CVE-2024-39531
📋 TL;DR
An improper handling of values vulnerability in Juniper's Packet Forwarding Engine allows unauthenticated network attackers to cause denial-of-service. When DDoS bandwidth/burst parameters are configured for one protocol, all protocols sharing the same queue inherit those values, potentially making control plane traffic vulnerable to volumetric attacks.

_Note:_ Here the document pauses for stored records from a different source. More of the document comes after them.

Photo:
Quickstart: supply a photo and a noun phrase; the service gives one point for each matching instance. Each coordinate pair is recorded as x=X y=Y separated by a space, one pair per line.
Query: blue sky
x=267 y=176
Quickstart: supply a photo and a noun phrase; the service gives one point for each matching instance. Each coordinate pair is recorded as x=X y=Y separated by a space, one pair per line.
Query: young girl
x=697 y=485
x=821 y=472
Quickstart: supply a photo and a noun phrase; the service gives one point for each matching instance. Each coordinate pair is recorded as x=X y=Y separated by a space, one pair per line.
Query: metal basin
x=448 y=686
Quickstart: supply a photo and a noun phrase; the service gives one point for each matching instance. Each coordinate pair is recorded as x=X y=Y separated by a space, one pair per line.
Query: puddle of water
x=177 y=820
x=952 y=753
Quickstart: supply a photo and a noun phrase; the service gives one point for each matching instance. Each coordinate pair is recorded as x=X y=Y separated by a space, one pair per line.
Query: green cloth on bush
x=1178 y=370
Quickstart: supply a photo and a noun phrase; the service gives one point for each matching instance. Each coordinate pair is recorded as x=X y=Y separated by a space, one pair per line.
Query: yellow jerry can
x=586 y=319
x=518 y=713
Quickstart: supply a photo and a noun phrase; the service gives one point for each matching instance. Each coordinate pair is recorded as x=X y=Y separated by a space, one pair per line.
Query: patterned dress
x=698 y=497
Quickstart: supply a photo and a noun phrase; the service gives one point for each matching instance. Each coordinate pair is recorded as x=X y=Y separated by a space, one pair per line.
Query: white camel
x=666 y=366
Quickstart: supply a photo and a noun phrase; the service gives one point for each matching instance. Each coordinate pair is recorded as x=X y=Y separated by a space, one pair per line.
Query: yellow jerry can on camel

This affects Junos OS Evolved on ACX 7000 Series routers.
💻 Affected Systems
- Juniper Networks ACX 7000 Series routers
📦 What is this software?
⚠️ Risk & Real-World Impact
Worst Case
Complete control plane disruption through volumetric DoS attacks, rendering the router inoperable and causing network-wide outages.
Likely Case
Degraded routing protocol performance leading to network instability, packet loss, and intermittent connectivity issues.
If Mitigated
Limited impact if proper traffic segmentation and monitoring are in place, though configuration errors could still cause issues.
🎯 Exploit Status
Exploitation requires knowledge of which protocols share queues and their configured bandwidth limits. Attackers can probe for vulnerable configurations.
🛠️ Fix & Mitigation
✅ Official Fix
Patch Version: 21.4R3-S7-EVO, 22.1R3-S6-EVO, 22.2R3-S3-EVO, 22.3R3-S3-EVO, 22.4R3-S2-EVO, 23.2R2-EVO, 23.4R1-S1-EVO, 23.4R2-EVO
Vendor Advisory: https://supportportal.juniper.net/JSA82991
Restart Required: Yes
Instructions:
1. Download appropriate patched version from Juniper support portal. 2. Backup current configuration. 3. Install update via CLI or J-Web interface. 4. Reboot device to apply changes. 5. Verify version and configuration.
🔧 Temporary Workarounds
Remove DDoS bandwidth configurations
allTemporarily remove DDoS bandwidth and burst parameter configurations from all protocols to eliminate the vulnerability.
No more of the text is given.